The contains method is used to determine whether a specific child node exists for a given character. It performs a quick check on the children array to see if the node is present.

public boolean contains(char ch) {
    return (children[ch - 'a'] != null);
}

Getting Child Nodes

The get method retrieves the child node corresponding to a given character. It directly returns the child node associated with the character if it exists.

public TrieNode get(char ch) {
    return children[ch - 'a'];
}

Creating Child Nodes

The set method is responsible for creating and setting a child node for a given character. If the child node does not exist, a new node is created and added to the children array.

public void set(char ch) {
    children[ch - 'a'] = new TrieNode();
}

Counting Word Instances

The getWordCount method returns the number of instances of a specific word that end at the current node.

public int getWordCount() {
    return wordCount;
}

Counting Prefixes

The getPrefixCount method provides the count of strings that have the current node as a prefix. This counter is crucial for efficiently finding the number of words starting with a particular prefix.

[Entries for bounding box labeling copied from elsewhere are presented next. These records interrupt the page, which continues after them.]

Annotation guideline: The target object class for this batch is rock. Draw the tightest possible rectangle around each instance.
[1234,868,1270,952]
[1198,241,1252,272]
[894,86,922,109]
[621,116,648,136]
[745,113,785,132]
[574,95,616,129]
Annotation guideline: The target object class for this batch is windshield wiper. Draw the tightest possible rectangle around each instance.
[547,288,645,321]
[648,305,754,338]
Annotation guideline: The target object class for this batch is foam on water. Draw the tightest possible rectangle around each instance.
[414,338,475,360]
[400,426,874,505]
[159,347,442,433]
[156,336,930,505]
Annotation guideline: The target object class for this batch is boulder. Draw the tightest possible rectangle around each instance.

public int getPrefixCount() {
    return prefixCount;
}

Trie: Building and Using the Data Structure

The Trie class encapsulates the TrieNode instances and provides methods for inserting, searching, and erasing words from the Trie.

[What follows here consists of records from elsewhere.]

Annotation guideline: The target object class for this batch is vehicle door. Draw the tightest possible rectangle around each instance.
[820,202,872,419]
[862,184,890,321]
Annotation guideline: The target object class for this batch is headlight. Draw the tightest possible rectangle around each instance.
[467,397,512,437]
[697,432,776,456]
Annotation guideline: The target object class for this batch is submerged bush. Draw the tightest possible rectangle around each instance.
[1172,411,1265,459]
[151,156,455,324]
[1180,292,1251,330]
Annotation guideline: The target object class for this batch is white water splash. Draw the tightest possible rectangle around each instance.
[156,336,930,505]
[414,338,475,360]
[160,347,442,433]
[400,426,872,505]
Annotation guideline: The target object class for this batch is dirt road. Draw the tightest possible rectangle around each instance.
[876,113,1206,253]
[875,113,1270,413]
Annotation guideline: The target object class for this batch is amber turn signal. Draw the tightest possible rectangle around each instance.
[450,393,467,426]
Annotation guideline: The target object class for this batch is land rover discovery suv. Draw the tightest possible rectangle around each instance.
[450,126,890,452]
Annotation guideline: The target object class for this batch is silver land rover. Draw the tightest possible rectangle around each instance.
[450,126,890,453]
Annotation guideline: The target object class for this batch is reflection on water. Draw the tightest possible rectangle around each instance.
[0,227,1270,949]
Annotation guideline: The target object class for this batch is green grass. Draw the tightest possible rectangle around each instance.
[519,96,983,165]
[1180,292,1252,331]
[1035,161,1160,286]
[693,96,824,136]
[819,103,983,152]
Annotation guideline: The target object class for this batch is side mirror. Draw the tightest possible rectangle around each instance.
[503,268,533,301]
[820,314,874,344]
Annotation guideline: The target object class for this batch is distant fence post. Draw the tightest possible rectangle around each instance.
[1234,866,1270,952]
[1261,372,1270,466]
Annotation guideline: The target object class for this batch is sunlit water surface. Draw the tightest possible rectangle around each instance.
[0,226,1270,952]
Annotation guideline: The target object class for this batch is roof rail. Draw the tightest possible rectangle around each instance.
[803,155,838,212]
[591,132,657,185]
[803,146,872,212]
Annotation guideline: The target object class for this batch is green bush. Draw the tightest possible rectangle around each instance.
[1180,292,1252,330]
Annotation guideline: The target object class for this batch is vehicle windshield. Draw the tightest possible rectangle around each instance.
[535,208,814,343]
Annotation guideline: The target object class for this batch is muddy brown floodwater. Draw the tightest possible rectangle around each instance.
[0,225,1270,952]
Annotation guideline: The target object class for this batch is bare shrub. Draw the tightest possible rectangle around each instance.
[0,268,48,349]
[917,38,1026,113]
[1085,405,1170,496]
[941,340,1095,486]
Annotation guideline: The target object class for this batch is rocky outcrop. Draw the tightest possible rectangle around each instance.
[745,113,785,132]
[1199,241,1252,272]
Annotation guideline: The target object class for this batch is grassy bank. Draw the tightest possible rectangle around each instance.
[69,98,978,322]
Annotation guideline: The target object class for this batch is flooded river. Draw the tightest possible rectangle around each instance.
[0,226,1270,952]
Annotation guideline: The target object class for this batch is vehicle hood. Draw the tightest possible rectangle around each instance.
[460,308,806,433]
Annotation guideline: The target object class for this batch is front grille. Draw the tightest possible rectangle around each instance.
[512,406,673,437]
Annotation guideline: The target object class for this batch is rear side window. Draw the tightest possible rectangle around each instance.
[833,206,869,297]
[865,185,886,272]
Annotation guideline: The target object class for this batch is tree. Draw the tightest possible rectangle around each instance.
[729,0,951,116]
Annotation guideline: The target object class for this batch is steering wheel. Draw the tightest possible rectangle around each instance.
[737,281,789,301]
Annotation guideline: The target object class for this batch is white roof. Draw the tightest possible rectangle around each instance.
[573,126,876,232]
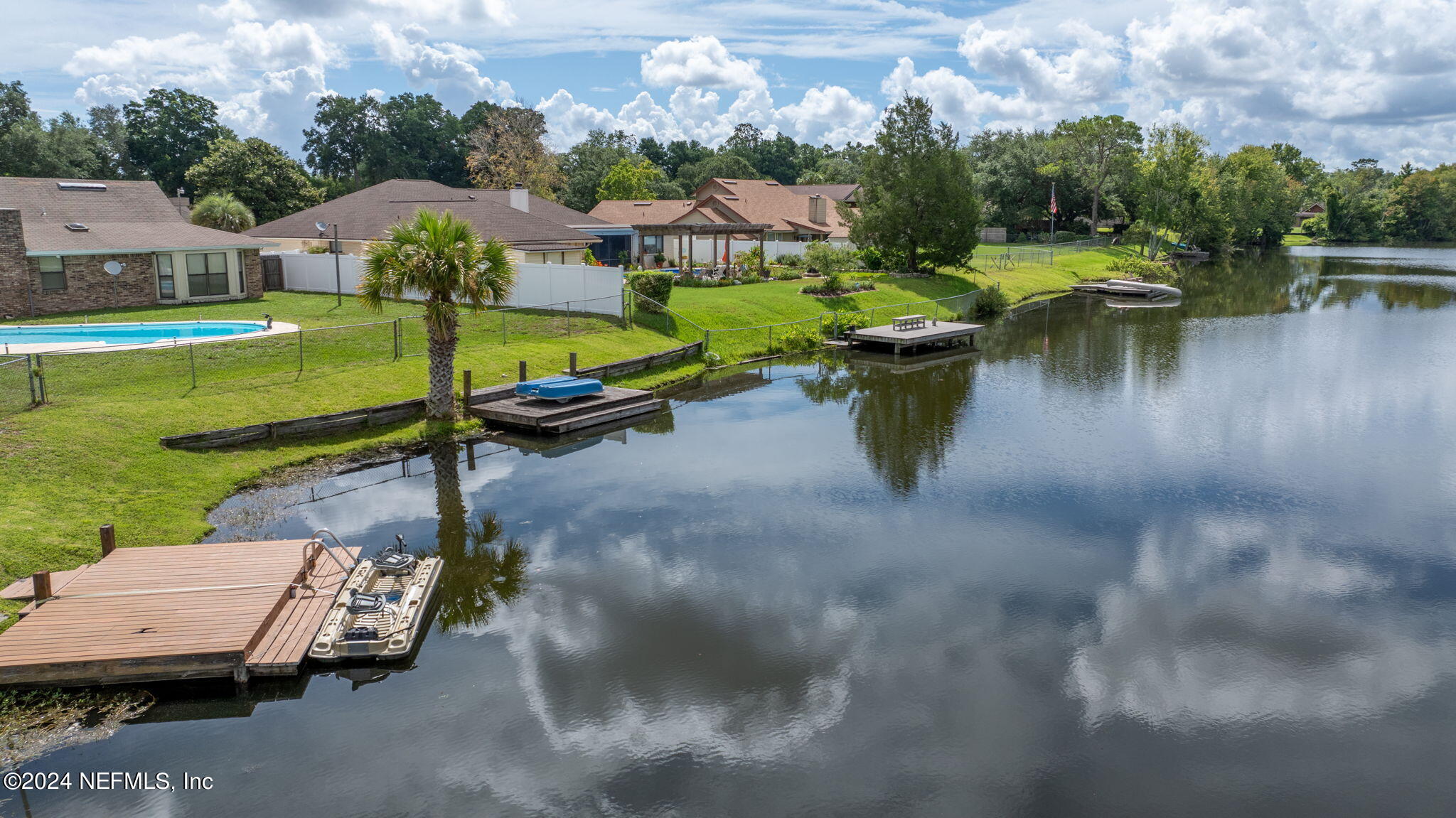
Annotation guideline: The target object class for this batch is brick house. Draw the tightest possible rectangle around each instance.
[0,178,269,319]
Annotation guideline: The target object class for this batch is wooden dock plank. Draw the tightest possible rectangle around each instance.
[0,565,90,600]
[0,540,338,684]
[247,547,360,675]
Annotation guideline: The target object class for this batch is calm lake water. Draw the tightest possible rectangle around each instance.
[4,247,1456,818]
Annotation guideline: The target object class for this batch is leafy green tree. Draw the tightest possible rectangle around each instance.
[638,137,671,173]
[358,208,515,421]
[464,107,565,201]
[192,192,257,233]
[1382,164,1456,242]
[0,112,100,179]
[371,93,471,188]
[837,95,981,272]
[303,95,385,192]
[663,140,714,179]
[677,153,764,195]
[1051,115,1143,236]
[0,80,38,135]
[122,89,237,196]
[597,157,667,201]
[1137,124,1209,259]
[186,137,323,221]
[560,128,636,212]
[86,104,143,179]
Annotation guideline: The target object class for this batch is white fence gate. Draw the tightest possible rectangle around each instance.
[271,253,621,317]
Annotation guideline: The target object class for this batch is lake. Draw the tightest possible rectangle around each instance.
[4,247,1456,818]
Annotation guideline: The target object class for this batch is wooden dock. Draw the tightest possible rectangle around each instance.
[0,540,358,687]
[845,322,985,355]
[469,383,667,435]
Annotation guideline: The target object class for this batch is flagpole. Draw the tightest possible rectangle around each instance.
[1047,182,1057,244]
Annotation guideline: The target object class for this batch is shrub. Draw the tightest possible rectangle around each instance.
[803,242,855,275]
[628,272,673,313]
[769,323,824,353]
[975,286,1010,319]
[859,247,885,269]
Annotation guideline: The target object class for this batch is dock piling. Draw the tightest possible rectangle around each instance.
[31,571,51,607]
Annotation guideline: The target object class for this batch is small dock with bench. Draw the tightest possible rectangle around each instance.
[845,314,985,355]
[0,527,358,687]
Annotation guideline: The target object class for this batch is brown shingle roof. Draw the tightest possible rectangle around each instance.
[471,190,606,227]
[247,179,600,249]
[788,183,859,203]
[0,176,268,254]
[697,179,849,237]
[591,200,697,224]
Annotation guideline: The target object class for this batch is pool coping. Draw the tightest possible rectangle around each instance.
[0,319,299,355]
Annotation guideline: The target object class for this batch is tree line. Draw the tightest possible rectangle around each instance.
[0,82,1456,254]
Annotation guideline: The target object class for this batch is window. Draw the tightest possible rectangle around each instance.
[156,256,178,298]
[39,256,65,293]
[186,253,227,298]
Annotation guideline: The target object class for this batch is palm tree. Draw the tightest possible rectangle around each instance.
[358,208,515,421]
[192,193,257,233]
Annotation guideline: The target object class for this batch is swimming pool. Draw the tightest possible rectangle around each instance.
[0,322,268,346]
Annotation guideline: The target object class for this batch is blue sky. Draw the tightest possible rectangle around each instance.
[0,0,1456,166]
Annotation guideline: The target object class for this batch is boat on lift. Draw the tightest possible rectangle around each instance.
[1070,278,1182,300]
[309,528,444,662]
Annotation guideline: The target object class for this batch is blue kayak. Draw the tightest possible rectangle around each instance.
[515,375,601,403]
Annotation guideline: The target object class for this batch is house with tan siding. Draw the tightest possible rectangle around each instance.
[0,176,269,317]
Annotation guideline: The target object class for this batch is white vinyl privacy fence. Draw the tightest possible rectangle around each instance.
[275,253,621,317]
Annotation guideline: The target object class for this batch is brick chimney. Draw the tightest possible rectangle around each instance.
[0,208,32,321]
[810,193,828,224]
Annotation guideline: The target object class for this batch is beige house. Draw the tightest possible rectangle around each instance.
[247,179,601,264]
[0,178,269,319]
[589,179,859,258]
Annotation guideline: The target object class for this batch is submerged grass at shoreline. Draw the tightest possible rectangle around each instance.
[0,249,1121,602]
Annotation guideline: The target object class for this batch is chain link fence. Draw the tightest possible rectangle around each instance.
[0,296,631,415]
[397,296,631,358]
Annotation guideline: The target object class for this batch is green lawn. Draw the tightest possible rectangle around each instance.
[0,293,678,602]
[668,275,975,329]
[0,249,1124,610]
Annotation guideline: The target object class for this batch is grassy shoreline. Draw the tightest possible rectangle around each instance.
[0,249,1120,610]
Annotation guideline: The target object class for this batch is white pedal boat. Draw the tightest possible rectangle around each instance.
[309,539,444,662]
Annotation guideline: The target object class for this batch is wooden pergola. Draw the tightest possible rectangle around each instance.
[632,221,773,275]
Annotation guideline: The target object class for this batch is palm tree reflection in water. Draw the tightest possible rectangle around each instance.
[429,441,527,632]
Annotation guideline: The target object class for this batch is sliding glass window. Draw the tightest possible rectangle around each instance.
[186,253,227,298]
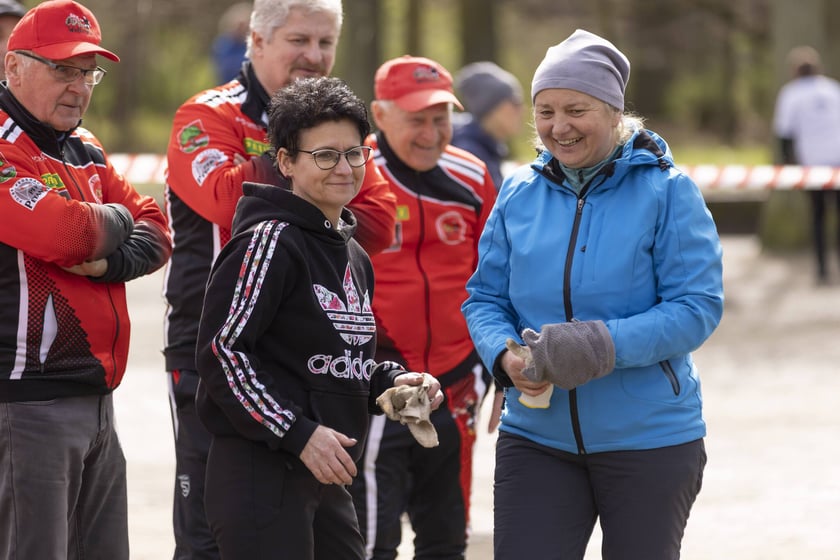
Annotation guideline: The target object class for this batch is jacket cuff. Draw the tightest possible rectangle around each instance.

Constructor and Initialization

The constructor initializes the Trie by creating the root TrieNode.

public Trie() {
    root = new TrieNode();
}

Inserting Words

The insert method adds a word to the Trie by traversing the TrieNodes for each character in the word. It increments the prefix count for each node on the traversal path and updates the word count at the final node.

public void insert(String word) {
    TrieNode curr = root;

    for (int i = 0; i < word.length(); i++) {
        curr.increasePrefixCount();

        char ch = word.charAt(i);

        if (!curr.contains(ch))
            curr.set(ch);

        curr = curr.get(ch);
    }

    curr.increasePrefixCount();
    curr.increaseWordCount();
}

Counting Words and Prefixes

The countWordsEqualTo and countWordsStartingWith methods utilize Trie traversal to efficiently count instances of specific words and prefixes, respectively.

public int countWordsEqualTo(String word) {
    // Implementation details explained above
}

public int countWordsStartingWith(String prefix) {
    // Implementation details explained above
}

Erasing Words

The erase method removes a word from the Trie while updating prefix counts along the traversal path. If the word's count is zero, no action is taken.

public void erase(String word) {
    if (countWordsEqualTo(word) == 0) {
        return;
    }

    TrieNode curr = root;

    for (int i = 0; i < word.length(); i++) {
        curr.decreasePrefixCount();
        char ch = word.charAt(i);
        curr = curr.get(ch);
    }

    curr.decreasePrefixCount();
    curr.decreaseWordCount();
}

Conclusion

The Trie data structure is a powerful tool for efficiently storing and searching strings, making it ideal for tasks involving autocomplete, spell checking, and prefix searching. By breaking down the implementation into TrieNode and Trie classes, we've created a functional and easy-to-use Trie data structure in Java. This article has provided insights into the underlying logic of each method, enabling you to leverage the Trie's capabilities in various applications.